Reports indicate that Vice President Kamala Harris has recently assumed the role of President – taking it upon herself to speak directly with numerous foreign leaders – a task that is normally reserved for the president.

Harris spoke with French President Emmanuel Macron on Monday, according to the White House.

Harris “expressed her commitment to strengthening bilateral ties between the United States and France and to revitalizing the transatlantic alliance,” a readout said. She and Macron “agreed on the need for close bilateral and multilateral cooperation to address COVID-19, climate change, and support democracy at home and around the world.”

“They also discussed numerous regional challenges, including those in the Middle East and Africa, and the need to confront them together,” according to the readout.

“We discussed COVID-19, climate change, supporting democracy at home and around the world, and regional challenges. @POTUS and I look forward to working with President Macron to build a better future for our two countries,” Harris wrote in a tweet.

The French leader tweeted Monday to Harris: “Glad we had this first talk [VP] Kamala Harris!
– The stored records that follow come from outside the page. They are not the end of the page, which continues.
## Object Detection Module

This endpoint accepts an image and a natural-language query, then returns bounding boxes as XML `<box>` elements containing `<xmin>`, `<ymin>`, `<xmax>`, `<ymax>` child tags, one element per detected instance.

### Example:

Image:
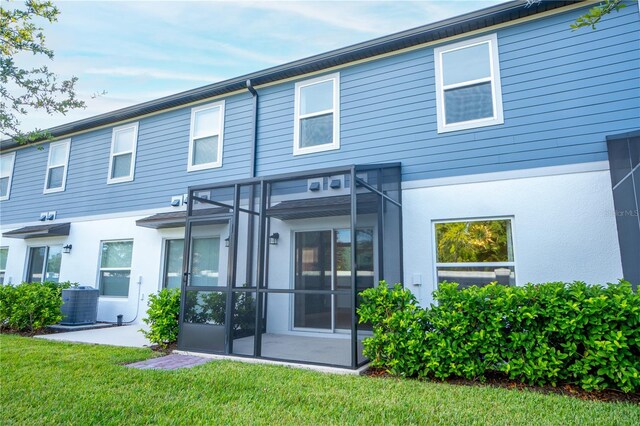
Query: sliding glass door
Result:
<box><xmin>293</xmin><ymin>228</ymin><xmax>374</xmax><ymax>332</ymax></box>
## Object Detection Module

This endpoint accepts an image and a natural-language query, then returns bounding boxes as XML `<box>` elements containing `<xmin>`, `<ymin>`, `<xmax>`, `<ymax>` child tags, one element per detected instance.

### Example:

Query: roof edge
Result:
<box><xmin>1</xmin><ymin>0</ymin><xmax>586</xmax><ymax>151</ymax></box>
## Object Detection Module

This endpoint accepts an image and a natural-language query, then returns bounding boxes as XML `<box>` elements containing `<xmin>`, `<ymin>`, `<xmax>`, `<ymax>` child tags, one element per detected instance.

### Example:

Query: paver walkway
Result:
<box><xmin>127</xmin><ymin>354</ymin><xmax>211</xmax><ymax>370</ymax></box>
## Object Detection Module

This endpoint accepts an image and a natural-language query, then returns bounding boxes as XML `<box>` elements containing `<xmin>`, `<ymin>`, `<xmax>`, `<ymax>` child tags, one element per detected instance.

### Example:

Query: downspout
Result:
<box><xmin>245</xmin><ymin>79</ymin><xmax>258</xmax><ymax>287</ymax></box>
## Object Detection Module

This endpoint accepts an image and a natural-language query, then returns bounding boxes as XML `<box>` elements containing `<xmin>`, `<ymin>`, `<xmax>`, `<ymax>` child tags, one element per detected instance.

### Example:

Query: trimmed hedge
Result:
<box><xmin>358</xmin><ymin>281</ymin><xmax>640</xmax><ymax>393</ymax></box>
<box><xmin>141</xmin><ymin>288</ymin><xmax>181</xmax><ymax>347</ymax></box>
<box><xmin>0</xmin><ymin>281</ymin><xmax>72</xmax><ymax>334</ymax></box>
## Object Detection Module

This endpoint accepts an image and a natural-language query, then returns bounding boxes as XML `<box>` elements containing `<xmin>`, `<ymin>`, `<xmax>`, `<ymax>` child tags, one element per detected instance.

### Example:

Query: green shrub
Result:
<box><xmin>0</xmin><ymin>281</ymin><xmax>72</xmax><ymax>334</ymax></box>
<box><xmin>358</xmin><ymin>280</ymin><xmax>640</xmax><ymax>393</ymax></box>
<box><xmin>141</xmin><ymin>288</ymin><xmax>181</xmax><ymax>347</ymax></box>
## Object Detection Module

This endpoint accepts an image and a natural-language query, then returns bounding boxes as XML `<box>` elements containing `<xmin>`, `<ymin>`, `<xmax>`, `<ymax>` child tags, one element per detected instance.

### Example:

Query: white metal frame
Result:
<box><xmin>0</xmin><ymin>151</ymin><xmax>16</xmax><ymax>201</ymax></box>
<box><xmin>0</xmin><ymin>246</ymin><xmax>8</xmax><ymax>284</ymax></box>
<box><xmin>188</xmin><ymin>101</ymin><xmax>225</xmax><ymax>172</ymax></box>
<box><xmin>293</xmin><ymin>73</ymin><xmax>340</xmax><ymax>156</ymax></box>
<box><xmin>434</xmin><ymin>33</ymin><xmax>504</xmax><ymax>133</ymax></box>
<box><xmin>431</xmin><ymin>216</ymin><xmax>517</xmax><ymax>288</ymax></box>
<box><xmin>97</xmin><ymin>239</ymin><xmax>134</xmax><ymax>298</ymax></box>
<box><xmin>107</xmin><ymin>123</ymin><xmax>139</xmax><ymax>184</ymax></box>
<box><xmin>43</xmin><ymin>139</ymin><xmax>71</xmax><ymax>194</ymax></box>
<box><xmin>159</xmin><ymin>237</ymin><xmax>184</xmax><ymax>290</ymax></box>
<box><xmin>24</xmin><ymin>245</ymin><xmax>63</xmax><ymax>283</ymax></box>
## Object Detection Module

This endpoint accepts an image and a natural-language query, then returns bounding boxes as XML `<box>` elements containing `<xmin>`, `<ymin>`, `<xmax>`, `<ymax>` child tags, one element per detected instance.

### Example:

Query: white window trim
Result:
<box><xmin>432</xmin><ymin>216</ymin><xmax>517</xmax><ymax>287</ymax></box>
<box><xmin>0</xmin><ymin>246</ymin><xmax>8</xmax><ymax>284</ymax></box>
<box><xmin>97</xmin><ymin>239</ymin><xmax>134</xmax><ymax>298</ymax></box>
<box><xmin>188</xmin><ymin>101</ymin><xmax>225</xmax><ymax>172</ymax></box>
<box><xmin>161</xmin><ymin>238</ymin><xmax>184</xmax><ymax>290</ymax></box>
<box><xmin>434</xmin><ymin>33</ymin><xmax>504</xmax><ymax>133</ymax></box>
<box><xmin>24</xmin><ymin>245</ymin><xmax>63</xmax><ymax>283</ymax></box>
<box><xmin>43</xmin><ymin>139</ymin><xmax>71</xmax><ymax>194</ymax></box>
<box><xmin>293</xmin><ymin>73</ymin><xmax>340</xmax><ymax>156</ymax></box>
<box><xmin>107</xmin><ymin>123</ymin><xmax>139</xmax><ymax>184</ymax></box>
<box><xmin>0</xmin><ymin>151</ymin><xmax>16</xmax><ymax>201</ymax></box>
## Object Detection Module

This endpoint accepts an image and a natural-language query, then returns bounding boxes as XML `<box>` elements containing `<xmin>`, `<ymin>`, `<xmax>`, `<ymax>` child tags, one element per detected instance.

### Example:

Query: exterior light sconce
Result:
<box><xmin>63</xmin><ymin>244</ymin><xmax>73</xmax><ymax>254</ymax></box>
<box><xmin>224</xmin><ymin>237</ymin><xmax>230</xmax><ymax>247</ymax></box>
<box><xmin>269</xmin><ymin>233</ymin><xmax>280</xmax><ymax>245</ymax></box>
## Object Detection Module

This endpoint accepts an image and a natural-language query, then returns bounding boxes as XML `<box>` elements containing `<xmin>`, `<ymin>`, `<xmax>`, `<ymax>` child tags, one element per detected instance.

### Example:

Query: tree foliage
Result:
<box><xmin>435</xmin><ymin>220</ymin><xmax>509</xmax><ymax>263</ymax></box>
<box><xmin>527</xmin><ymin>0</ymin><xmax>632</xmax><ymax>30</ymax></box>
<box><xmin>1</xmin><ymin>0</ymin><xmax>85</xmax><ymax>144</ymax></box>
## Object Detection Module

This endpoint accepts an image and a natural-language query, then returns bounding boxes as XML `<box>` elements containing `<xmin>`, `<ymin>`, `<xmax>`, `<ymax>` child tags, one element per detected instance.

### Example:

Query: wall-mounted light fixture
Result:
<box><xmin>269</xmin><ymin>232</ymin><xmax>280</xmax><ymax>245</ymax></box>
<box><xmin>224</xmin><ymin>236</ymin><xmax>230</xmax><ymax>247</ymax></box>
<box><xmin>63</xmin><ymin>244</ymin><xmax>73</xmax><ymax>254</ymax></box>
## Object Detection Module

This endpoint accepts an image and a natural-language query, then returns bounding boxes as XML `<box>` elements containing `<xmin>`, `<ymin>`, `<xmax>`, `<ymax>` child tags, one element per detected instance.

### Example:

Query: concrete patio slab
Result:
<box><xmin>127</xmin><ymin>354</ymin><xmax>211</xmax><ymax>370</ymax></box>
<box><xmin>35</xmin><ymin>325</ymin><xmax>151</xmax><ymax>348</ymax></box>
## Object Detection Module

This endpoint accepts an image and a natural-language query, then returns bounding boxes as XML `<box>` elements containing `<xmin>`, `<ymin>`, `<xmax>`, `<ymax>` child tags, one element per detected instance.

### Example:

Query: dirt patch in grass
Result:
<box><xmin>0</xmin><ymin>328</ymin><xmax>56</xmax><ymax>337</ymax></box>
<box><xmin>364</xmin><ymin>368</ymin><xmax>640</xmax><ymax>404</ymax></box>
<box><xmin>149</xmin><ymin>341</ymin><xmax>177</xmax><ymax>355</ymax></box>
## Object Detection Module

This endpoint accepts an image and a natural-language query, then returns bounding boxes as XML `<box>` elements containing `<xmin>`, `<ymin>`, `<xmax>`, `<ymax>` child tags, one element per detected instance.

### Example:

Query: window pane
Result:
<box><xmin>300</xmin><ymin>80</ymin><xmax>334</xmax><ymax>115</ymax></box>
<box><xmin>183</xmin><ymin>291</ymin><xmax>226</xmax><ymax>324</ymax></box>
<box><xmin>164</xmin><ymin>239</ymin><xmax>184</xmax><ymax>289</ymax></box>
<box><xmin>114</xmin><ymin>127</ymin><xmax>135</xmax><ymax>153</ymax></box>
<box><xmin>294</xmin><ymin>293</ymin><xmax>332</xmax><ymax>329</ymax></box>
<box><xmin>100</xmin><ymin>271</ymin><xmax>130</xmax><ymax>296</ymax></box>
<box><xmin>437</xmin><ymin>266</ymin><xmax>516</xmax><ymax>288</ymax></box>
<box><xmin>442</xmin><ymin>42</ymin><xmax>491</xmax><ymax>86</ymax></box>
<box><xmin>0</xmin><ymin>155</ymin><xmax>12</xmax><ymax>177</ymax></box>
<box><xmin>49</xmin><ymin>144</ymin><xmax>67</xmax><ymax>166</ymax></box>
<box><xmin>0</xmin><ymin>272</ymin><xmax>4</xmax><ymax>285</ymax></box>
<box><xmin>45</xmin><ymin>246</ymin><xmax>62</xmax><ymax>283</ymax></box>
<box><xmin>0</xmin><ymin>177</ymin><xmax>8</xmax><ymax>197</ymax></box>
<box><xmin>435</xmin><ymin>220</ymin><xmax>513</xmax><ymax>263</ymax></box>
<box><xmin>444</xmin><ymin>82</ymin><xmax>493</xmax><ymax>124</ymax></box>
<box><xmin>300</xmin><ymin>113</ymin><xmax>333</xmax><ymax>148</ymax></box>
<box><xmin>27</xmin><ymin>247</ymin><xmax>46</xmax><ymax>282</ymax></box>
<box><xmin>193</xmin><ymin>107</ymin><xmax>221</xmax><ymax>138</ymax></box>
<box><xmin>47</xmin><ymin>166</ymin><xmax>64</xmax><ymax>189</ymax></box>
<box><xmin>111</xmin><ymin>153</ymin><xmax>132</xmax><ymax>179</ymax></box>
<box><xmin>295</xmin><ymin>231</ymin><xmax>331</xmax><ymax>291</ymax></box>
<box><xmin>101</xmin><ymin>241</ymin><xmax>133</xmax><ymax>268</ymax></box>
<box><xmin>190</xmin><ymin>238</ymin><xmax>220</xmax><ymax>286</ymax></box>
<box><xmin>193</xmin><ymin>136</ymin><xmax>219</xmax><ymax>165</ymax></box>
<box><xmin>0</xmin><ymin>248</ymin><xmax>7</xmax><ymax>270</ymax></box>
Let’s move forward together on all the challenges we face: climate, gender equality, regional crises, and our space cooperation with (hopefully) a new step this Thursday with Perseverance’s landing on Mars!”

There was no mention of President Joe Biden on the call.

Harris also shared a call with Canadian Prime Minister Justin Trudeau earlier this month. The White House said it was her first call to a foreign leader as vice president.

“The Prime Minister congratulated the Vice President on her historic election, and she recalled fondly her years spent in Montréal,” a readout from Trudeau’s office said, adding that they discussed other matters, including fighting the COVID-19 pandemic.

“We discussed our commitment to work closely on several issues, including combating COVID-19, addressing climate change, and expanding our economic partnership in ways that advance the recovery and create jobs in both countries,” Harris said in a statement after the call.

Vice presidents rarely call heads of state. The last vice president, Mike Pence, did not share calls with Trudeau or Macron, though he visited in person with heads of state on a number of occasions.

Harris’s calls drew notice from conservatives, with criticism lobbed by the National Pulse, an upstart outlet started by Raheem Kassam, former adviser to Britain’s Nigel Farage.

“It is bizarre for a Vice President to be making contact with key world leaders just weeks into a new administration,” the outlet said.

The calls could be a sign that Harris will have an elevated position when compared to past vice presidents, particularly in matters of foreign policy.

Biden, 78, became the oldest person to enter the White House last month with many suspecting that Biden will only serve one term – if that. To make matters more confusing, Biden, before being elected, referred to himself as a “transition” candidate.

Still Biden has claimed he is open to vying for a second term.

“I think it’s a legitimate question to ask anybody over 70 years old whether or not they’re fit and whether they’re ready,” he told ABC last year. “But … [the] only thing I can say to the American people, it’s a legitimate question to ask anybody, watch me.”